Please don't tell me that I don't 'understand' the message of 'opening the heart:' I do. I'm just pointing out the (largely unintended) implications for the listener, which are worth thinking about.
The link to Desiree's website is not working
Yes please fix the image links
Please fix the broken imgs! these articles are great but the pictures will clear up a lot of confusions! Thx!
Some really lovely descriptions. I would love to hear more about getting OUT of Dwi Pada Viparita Dandasana. I often hear my teachers saying come out of the pose the same way you went in, but i find that after holding this particular pose my arms don't have as much strength as I need, and I therefore end up placing too much weight on the top of my head.... can you help me?
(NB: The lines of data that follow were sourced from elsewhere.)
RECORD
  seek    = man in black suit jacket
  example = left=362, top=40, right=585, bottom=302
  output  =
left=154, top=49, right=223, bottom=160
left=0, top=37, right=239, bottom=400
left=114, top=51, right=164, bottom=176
What beautiful writing about forgiveness.
I will share it with my students & also the standing poses. The inverted staff will be unapproachable for them, & me - not enough upper body strength (even after 37 years of yoga in my case.)
I also couldn't download the pictures.
This article is wonderful ..
However - HELP - the pictures will not open ... visuals greatly help me as I practice the poses described.